O homem anda tão brutalizado nas cidades, seus malfeitos, tão disseminadas em nosso meio que, um belo dia, um gesto de afeto chamará “dramaticamente” a atenção das pessoas.

Diante de um “abraço” – o ato de um ser humano enlaçar o outro e trazê-lo para junto do peito -, o homem surpreso, indagará:
– O que é isso?

E aí, na contramão das manchetes, os jornais publicarão a notícia de um “abraço”.
Ou de um “beijo”:

“Cientistas do comportamento humano, dois psiquiatras, um dermatologista e uma assistente social estudam a natureza do gesto que chamou a atenção do Brasil, ontem, em Florianópolis, Santa Catarina. Um homem e uma mulher, num banco da Praça XV de Novembro, no coração da cidade, aproximaram os seus troncos, um de frente para o outro. E culminaram o seu estranho comportamento unindo os lábios –  e os comprimindo num ato que chamou a atenção de fotógrafos e passantes.
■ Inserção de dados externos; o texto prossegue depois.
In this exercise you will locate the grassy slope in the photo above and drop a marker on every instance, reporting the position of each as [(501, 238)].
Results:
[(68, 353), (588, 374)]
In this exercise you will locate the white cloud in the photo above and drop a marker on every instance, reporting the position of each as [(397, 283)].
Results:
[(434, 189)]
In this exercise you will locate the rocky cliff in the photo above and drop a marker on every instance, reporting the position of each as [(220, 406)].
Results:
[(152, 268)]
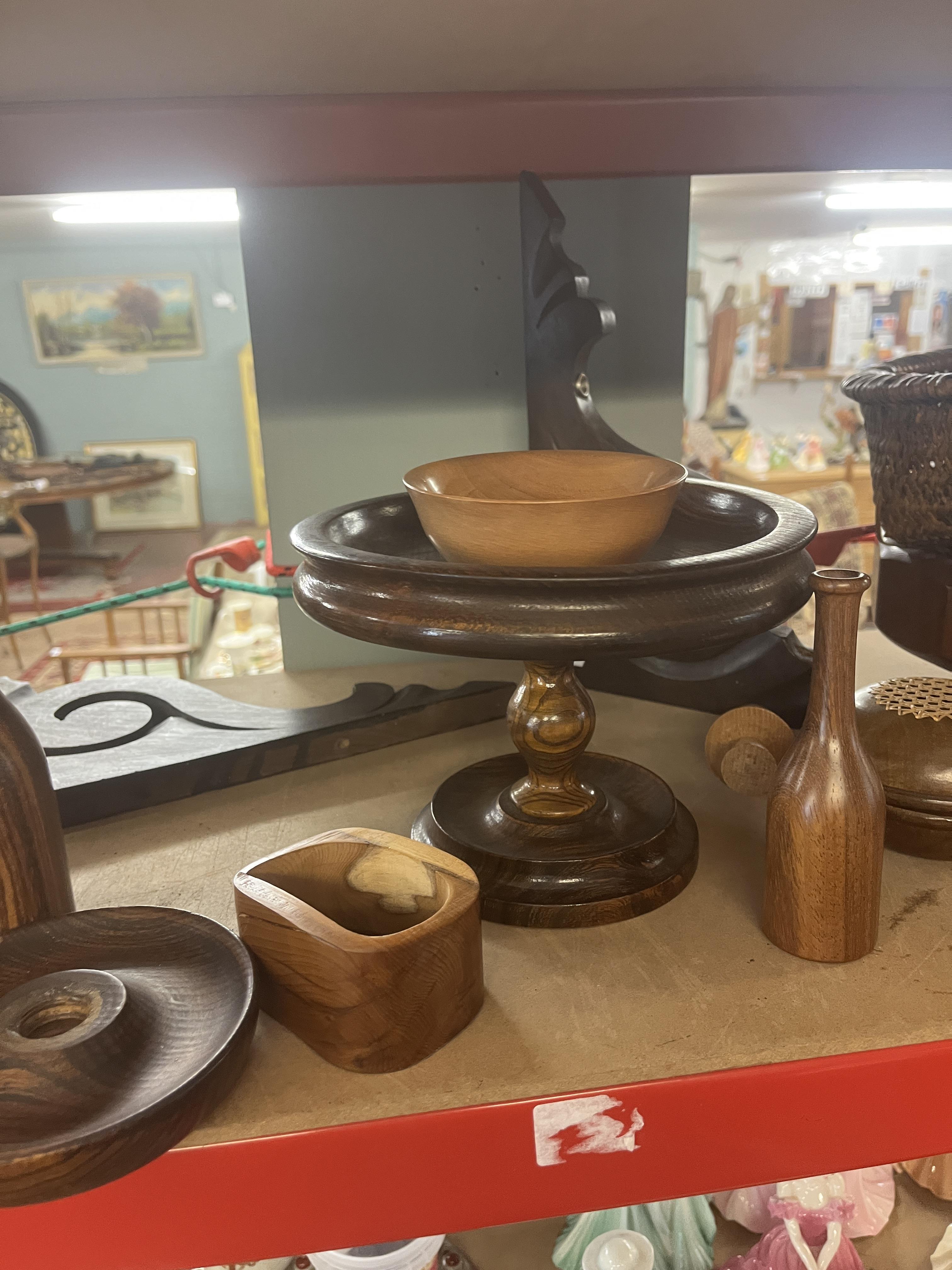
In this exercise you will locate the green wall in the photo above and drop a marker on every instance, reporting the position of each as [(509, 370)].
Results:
[(195, 397)]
A 3ª Delegacia de Polícia do bairro não chegou a deter os protagonistas pelo gesto bizarro, nem os indiciou em qualquer conduta suscetível do enquadramento penal.”

Nesta época de tanto desamor, tanta crueldade, em que tortura deixa as masmorras para exercer sua infâmia à luz do sol, espanta que os pelourinhos não retornem às praças públicas, para que todos presenciem o homem em seu estado animal, açoitando o próprio homem.

Nesses tempos de miséria e vilania, em que tapas ecoam nas esquinas com sonoplastia de radioteatro, bandidos encarcerados decretam a prisão da sociedade e verdugos fardados atordoam pobres trabalhadores com o peludo braço do Estado marginal, convoco toda a humanidade a falar de abraços e beijos.

Um beijo, segundo os pesquisadores do amor, põe em circulação hormônios que desencadeiam sensações de bem-estar e alegria, mitigando a dor, como uma espécie de morfina.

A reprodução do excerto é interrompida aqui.